THE PRESIDENCY
Two weeks after his throat and abdomen surgery, Lyndon Johnson was an uncommonly active convalescent. When Mexican President Gustavo Díaz Ordaz invited him to fly down from the L.B.J. ranch to join in an inspection of the $78 million Amistad (Friendship) Dam, which the U.S. and Mexico are building on the Rio Grande, Johnson accepted in a twinkling. Meeting Díaz Ordaz in the middle of a bridge spanning the river, he exchanged abrazos with him, then helicoptered to the dam site. In a speech on the Mexican side, Johnson declared that the binational project, which will provide flood control and irrigation for the upper Rio Grande system, “sets a pattern which I hope will be increasingly repeated by neighboring countries throughout the hemisphere.”
Earlier in the week, Johnson showed familiar signs of restlessness. Though doctors had advised him not to drive for three weeks, he led the press corps on an hour-long auto chase around tiny Fredericksburg, Texas, after church services.
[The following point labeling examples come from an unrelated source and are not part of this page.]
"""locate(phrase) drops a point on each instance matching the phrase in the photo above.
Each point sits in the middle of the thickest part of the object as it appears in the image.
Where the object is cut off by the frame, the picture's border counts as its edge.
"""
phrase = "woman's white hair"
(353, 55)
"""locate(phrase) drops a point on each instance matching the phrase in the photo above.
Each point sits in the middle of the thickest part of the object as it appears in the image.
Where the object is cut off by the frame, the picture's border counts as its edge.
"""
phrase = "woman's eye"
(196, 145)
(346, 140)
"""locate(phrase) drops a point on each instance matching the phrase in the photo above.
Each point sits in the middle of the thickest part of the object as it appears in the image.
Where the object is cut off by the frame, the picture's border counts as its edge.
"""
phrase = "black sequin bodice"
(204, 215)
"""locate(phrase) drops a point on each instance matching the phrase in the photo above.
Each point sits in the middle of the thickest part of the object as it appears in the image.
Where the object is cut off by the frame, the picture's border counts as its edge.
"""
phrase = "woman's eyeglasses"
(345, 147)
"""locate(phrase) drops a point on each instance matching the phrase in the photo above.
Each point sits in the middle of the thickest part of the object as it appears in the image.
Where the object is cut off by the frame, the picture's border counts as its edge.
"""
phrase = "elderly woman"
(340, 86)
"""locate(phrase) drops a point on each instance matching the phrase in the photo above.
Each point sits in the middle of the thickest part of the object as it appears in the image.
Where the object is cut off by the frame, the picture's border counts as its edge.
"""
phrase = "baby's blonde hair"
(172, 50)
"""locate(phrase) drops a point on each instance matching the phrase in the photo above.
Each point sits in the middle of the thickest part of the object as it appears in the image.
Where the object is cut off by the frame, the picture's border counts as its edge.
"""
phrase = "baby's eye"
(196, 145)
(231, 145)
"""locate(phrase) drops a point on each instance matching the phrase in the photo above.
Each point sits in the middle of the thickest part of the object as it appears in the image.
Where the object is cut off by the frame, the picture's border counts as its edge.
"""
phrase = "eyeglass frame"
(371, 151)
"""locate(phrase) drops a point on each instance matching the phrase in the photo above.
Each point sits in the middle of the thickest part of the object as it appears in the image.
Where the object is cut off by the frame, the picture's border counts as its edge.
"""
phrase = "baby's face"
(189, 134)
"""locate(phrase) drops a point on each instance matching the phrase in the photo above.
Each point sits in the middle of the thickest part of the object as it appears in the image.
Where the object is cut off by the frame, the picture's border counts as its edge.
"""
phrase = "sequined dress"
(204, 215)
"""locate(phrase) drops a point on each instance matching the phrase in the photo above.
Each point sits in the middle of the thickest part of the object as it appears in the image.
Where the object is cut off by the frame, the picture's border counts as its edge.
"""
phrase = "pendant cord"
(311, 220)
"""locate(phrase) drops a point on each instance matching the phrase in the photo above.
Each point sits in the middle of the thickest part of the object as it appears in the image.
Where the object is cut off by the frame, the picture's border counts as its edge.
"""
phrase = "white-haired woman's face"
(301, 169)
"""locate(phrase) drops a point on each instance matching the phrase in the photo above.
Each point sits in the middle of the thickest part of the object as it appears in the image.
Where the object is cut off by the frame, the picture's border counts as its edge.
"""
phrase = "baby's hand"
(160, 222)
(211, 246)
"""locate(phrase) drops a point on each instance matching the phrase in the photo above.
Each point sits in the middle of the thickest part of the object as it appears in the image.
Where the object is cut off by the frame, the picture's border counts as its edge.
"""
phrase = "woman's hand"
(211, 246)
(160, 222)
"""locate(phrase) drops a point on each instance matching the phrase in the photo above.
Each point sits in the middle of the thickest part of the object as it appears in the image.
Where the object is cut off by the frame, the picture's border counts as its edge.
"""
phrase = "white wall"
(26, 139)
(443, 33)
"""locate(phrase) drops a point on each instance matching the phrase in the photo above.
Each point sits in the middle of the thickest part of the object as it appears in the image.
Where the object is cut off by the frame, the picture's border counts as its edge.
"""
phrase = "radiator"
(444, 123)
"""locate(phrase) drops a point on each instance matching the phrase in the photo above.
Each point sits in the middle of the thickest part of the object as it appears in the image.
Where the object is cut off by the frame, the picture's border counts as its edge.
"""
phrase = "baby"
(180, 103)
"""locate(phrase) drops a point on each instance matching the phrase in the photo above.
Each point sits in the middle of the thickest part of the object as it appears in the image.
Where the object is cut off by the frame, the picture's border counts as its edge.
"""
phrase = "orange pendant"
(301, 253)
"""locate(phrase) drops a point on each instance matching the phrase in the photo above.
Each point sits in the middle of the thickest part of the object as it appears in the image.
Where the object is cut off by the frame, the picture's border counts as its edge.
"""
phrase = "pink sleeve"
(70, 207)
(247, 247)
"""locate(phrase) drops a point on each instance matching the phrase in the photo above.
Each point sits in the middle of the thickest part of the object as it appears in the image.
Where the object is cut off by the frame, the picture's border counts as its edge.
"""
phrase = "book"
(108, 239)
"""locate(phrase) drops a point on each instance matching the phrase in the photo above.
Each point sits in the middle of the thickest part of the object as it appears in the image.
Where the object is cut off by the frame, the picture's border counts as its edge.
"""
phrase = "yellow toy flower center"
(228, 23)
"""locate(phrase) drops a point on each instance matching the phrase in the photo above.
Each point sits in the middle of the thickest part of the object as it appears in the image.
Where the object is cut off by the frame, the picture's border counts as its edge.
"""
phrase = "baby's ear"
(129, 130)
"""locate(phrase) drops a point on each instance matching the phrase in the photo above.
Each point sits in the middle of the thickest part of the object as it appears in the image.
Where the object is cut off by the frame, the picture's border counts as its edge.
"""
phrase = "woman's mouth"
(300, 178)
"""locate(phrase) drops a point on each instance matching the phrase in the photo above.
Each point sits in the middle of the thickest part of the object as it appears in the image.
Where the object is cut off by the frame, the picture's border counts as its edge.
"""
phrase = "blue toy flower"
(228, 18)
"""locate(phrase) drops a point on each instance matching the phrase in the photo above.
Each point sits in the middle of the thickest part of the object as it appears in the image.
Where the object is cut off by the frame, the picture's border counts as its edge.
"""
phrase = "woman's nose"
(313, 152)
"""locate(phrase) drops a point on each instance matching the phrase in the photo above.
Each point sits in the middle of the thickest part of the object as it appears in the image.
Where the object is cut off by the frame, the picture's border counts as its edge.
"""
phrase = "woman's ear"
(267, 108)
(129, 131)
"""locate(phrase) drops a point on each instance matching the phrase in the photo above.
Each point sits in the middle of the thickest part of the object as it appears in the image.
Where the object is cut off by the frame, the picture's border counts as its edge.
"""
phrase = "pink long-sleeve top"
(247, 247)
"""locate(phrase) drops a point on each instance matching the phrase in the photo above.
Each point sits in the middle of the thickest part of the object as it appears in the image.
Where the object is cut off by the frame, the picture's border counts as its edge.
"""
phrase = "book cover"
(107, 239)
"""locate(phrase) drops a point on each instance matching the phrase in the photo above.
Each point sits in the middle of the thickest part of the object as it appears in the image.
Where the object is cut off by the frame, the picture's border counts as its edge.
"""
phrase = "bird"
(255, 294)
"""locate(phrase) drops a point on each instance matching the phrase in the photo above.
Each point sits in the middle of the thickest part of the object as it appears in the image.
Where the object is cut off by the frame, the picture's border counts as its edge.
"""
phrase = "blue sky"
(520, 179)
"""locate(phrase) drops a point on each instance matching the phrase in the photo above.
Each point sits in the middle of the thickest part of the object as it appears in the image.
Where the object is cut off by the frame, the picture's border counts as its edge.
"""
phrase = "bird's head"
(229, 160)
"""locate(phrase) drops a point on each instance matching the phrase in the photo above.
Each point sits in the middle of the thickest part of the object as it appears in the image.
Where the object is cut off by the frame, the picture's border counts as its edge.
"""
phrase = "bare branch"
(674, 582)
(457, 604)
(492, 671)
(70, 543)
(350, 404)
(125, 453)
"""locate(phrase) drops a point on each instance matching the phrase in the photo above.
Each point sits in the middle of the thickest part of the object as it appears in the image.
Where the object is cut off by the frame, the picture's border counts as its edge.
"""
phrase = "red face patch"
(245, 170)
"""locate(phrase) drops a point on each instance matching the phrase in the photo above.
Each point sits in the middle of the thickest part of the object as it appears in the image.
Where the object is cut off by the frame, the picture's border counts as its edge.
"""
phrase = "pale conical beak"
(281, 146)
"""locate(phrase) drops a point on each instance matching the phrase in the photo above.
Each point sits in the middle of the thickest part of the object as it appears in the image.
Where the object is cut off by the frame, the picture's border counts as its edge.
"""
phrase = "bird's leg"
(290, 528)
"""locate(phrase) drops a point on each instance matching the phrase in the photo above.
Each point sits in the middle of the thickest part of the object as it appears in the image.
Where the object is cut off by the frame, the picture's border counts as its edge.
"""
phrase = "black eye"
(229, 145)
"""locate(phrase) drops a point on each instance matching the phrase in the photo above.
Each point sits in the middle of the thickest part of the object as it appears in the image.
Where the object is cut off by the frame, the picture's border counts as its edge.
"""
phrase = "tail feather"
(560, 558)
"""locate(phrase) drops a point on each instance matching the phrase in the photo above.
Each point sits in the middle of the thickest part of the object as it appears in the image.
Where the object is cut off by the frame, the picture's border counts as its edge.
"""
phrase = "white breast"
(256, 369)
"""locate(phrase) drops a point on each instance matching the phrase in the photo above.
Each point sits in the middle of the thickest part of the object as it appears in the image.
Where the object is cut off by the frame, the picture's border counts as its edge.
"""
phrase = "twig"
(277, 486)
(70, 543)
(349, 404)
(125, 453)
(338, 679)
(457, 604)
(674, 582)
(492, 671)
Later, he grew lonesome at the ranch, began commuting 65 miles daily by JetStar to Austin. There he worked for the first time in memory in the ten-room office suite built for him two years ago atop Austin’s new federal building—a layout which the G.O.P. branded his Texas Taj Mahal. For all his exertions—or was it because of them?—Johnson looked in fine fettle. His only complaint was a sty on his left eyelid, which aides ascribed to too much Texas wind and dust.